Spring break is for grading exams but also for skiing and movie-going. My bad judgment was to believe some of the good reviews garnered by The Adjustment Bureau. It's an inept movie that begins with a clever idea but cannot figure out where to go. The conceit, based on a Philip K. Dick story, is that there is a plan for each human, and that when any of us drifts from our plan, a small adjustment is administered by overworked angels (who circulate among us in 1960s’ fedoras and suits) in order to nudge us back on our intended paths. At the start, an angel falls asleep and misses the assigned moment to nudge Matt Damon away from a distracting Emily Blunt, and then our hero proves too headstrong to be nudged back to his path, which involves a rising political career. He discovers the existence and ways of the Adjustment Bureau and rebels against it, so that he and his not-so-intended might live happily ever after. At one point he asks a middle-management angel about the loss of free will and is told that "we" tried that with you guys for several long periods, but each time you botched it (most recently with world wars, depressions, and a holocausts), and so here we are.
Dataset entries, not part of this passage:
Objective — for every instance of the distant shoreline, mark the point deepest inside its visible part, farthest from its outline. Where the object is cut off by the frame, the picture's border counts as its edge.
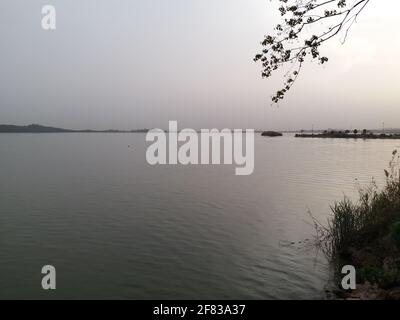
(338, 135)
(35, 128)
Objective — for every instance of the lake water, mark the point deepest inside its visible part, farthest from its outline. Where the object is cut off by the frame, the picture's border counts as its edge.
(116, 227)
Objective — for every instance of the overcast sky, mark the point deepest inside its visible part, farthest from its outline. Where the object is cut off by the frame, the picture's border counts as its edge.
(139, 63)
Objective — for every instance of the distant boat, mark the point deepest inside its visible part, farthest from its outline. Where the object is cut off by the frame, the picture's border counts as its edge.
(271, 134)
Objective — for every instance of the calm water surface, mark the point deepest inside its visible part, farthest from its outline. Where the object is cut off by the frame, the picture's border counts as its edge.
(116, 227)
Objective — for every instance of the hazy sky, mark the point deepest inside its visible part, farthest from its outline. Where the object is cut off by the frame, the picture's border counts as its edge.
(139, 63)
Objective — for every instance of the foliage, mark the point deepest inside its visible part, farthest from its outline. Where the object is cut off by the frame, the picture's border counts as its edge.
(298, 37)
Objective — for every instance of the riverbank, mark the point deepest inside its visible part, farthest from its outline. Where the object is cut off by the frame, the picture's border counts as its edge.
(344, 135)
(366, 234)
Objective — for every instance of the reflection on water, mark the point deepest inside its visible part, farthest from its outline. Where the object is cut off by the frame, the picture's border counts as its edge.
(116, 227)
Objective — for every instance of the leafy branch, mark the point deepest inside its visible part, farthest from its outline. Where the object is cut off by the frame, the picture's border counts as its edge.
(292, 43)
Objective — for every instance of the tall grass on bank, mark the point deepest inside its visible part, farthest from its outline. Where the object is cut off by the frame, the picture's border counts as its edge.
(361, 224)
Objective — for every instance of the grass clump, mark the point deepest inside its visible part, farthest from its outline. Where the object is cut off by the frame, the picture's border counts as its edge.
(366, 233)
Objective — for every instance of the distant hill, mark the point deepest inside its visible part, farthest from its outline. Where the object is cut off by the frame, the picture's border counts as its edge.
(32, 128)
(37, 128)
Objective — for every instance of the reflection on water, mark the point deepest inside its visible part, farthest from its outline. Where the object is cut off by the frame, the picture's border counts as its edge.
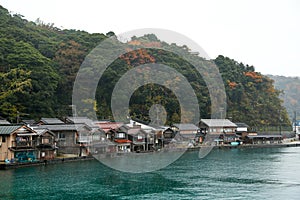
(223, 174)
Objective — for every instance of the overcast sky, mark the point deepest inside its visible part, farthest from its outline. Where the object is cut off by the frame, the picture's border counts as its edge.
(265, 34)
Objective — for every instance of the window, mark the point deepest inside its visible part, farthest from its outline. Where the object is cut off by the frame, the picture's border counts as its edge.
(61, 136)
(121, 135)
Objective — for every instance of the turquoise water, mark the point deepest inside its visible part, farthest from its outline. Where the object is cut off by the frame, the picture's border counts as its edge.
(224, 174)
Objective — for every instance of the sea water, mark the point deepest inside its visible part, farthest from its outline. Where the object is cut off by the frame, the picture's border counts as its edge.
(254, 173)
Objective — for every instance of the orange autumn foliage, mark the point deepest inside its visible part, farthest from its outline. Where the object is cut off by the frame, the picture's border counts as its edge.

The film is not without its charms. The angels cannot function without their hats. I took this to be a cute joke about head coverings in some religions and bare heads in others. Indeed, an important angel wears a hat and a scarf - a fun tallit, or an even better, maniple joke. As the film wandered toward its predictable conclusion, I found myself wishing that Damon had asked a better question. Every observed adjustment was a mishap. The adjuster, or angel, tries to cause a coffee spill in order to get a character to head home. A dancer falls and sprains an ankle. Phone lines go dead. Damon is prevented from escaping by an administered trip in a parking garage, and he falls flat on his face. A car crash is summoned to prevent him from finding his love interest. We learn that his father and brother were killed in a car crash in order to adjust Damon's political career. Why, he might have asked, do you guys always use sticks instead of carrots? Why spilled coffees and car crashes instead of lucky coincidences, lottery winnings, and other goodies?
The larger, intellectual question about organized religions is why some encourage humans to fear higher power while others focus on rewards (and others a mix). The question is an important one for legal systems, and a rich academic literature puzzles over the use of subsidies and taxes, rewards and fines, and more. If the message of the movie had been that a system of behavior control that relies only on penalties is inferior to one that cleverly mixes penalties and rewards, after taking moral hazards and baseline considerations into account, then it might have been a worthy film.
And then there is the question of why we go to bad movies, and what might be done about that. Films are reviewed, by professionals and by acquaintances, but of course not everyone has the same taste as the reviewer. Netflix famously tackles this with its algorithm, recently improved in response to a substantial prize. It assumes, more or less, that each of us has different but fixed preferences. A quibble about that algorithm is that it is account-specific, rather than person-specific. A family rents movies and then rates the movies in order to help determine Netflix's recommendations for further rentals. Netflix uses the aggregated information to recommend movies to all its subscribers. The first point is that the system might be improved if different members of the household had different rating accounts. The second point is to puzzle over the difficulty of developing such algorithms and recommendations for movies while they are still in theaters. Netflix takes on the easier task of predicting tastes based on a very large number of observations – including the target movie itself. If many viewers submitted their ratings during the first weekend of a movie's run, it is possible that those who waited just a week (or one evening?) would learn a good deal about whether they would like the movie in question. Unfortunately, it is difficult to charge for such a service, and no studio or chain of theaters has much of an incentive to sponsor this pooling and application of information. But given the progress we are making with information markets, and smartphones as networking devices, we will get there one day.
Small correction: Netflix does have the feature you suggest. It's possible to create sub-accounts (Netflix calls them profiles) with independent queues and recommendations, and parcel out the subscription's rental privileges among them.
Netflix at one time planned to remove this feature, but decided not to do so after users complained.